Human herpesvirus 6 (HHV-6) was first isolated and characterized in 1986. It infects predominately T-lymphocytes of the CD4 (helper) type, but also B-lymphocytes, megakaryocytes, and probably other cells. It is the sixth described member of the Herpesvirus family (the others being HSV-1, HSV-2, EBV, CMV, and varicella-zoster). Infection takes place mainly in the first 2-3 years of life, with antibodies detected in 52% to “almost all” (over 90%) of young children and up to 80% of adults. Similar to the other herpesviruses, a lifelong low-grade or latent infection is produced and reactivation may occur. HHV-6 is now well accepted as the cause of exanthema subitum (roseola infantum). Evidence has been presented for possible involvement in other conditions, such as heterophil-negative mononucleosis, transient febrile illnesses in children, and a type of chronic fatigue syndrome with CNS involvement centered in Nevada and California. One report suggests a role in idiopathic bone marrow transplant failure, seen in about 20% of bone marrow transplants. There is some reported serologic evidence of HHV-6 reactivation associated with CMV infection.

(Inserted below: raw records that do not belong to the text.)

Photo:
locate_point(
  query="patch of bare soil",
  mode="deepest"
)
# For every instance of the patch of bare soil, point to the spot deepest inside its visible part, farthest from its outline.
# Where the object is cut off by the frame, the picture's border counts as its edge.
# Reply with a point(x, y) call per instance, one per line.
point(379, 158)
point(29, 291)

Tests have been described to detect HHV-6 IgG antibody, mostly fluorescent immunoassay and ELISA. Tests for antigen in patient peripheral blood monocytes have also been described, both fluorescent immunoassay and nucleic acid probe with PCR amplification. These tests are currently available only in research laboratories or large reference laboratories.

HHV-7 was identified in 1990. It is frequently found in saliva and apparently causes frequent subclinical infection similar to HHV-6. Also similar to HHV-6, HHV-7 has been reported to cause some cases of exanthema subitum in young children. Serologic testing for IgG antibody has been reported using indirect immunofluorescent methodology.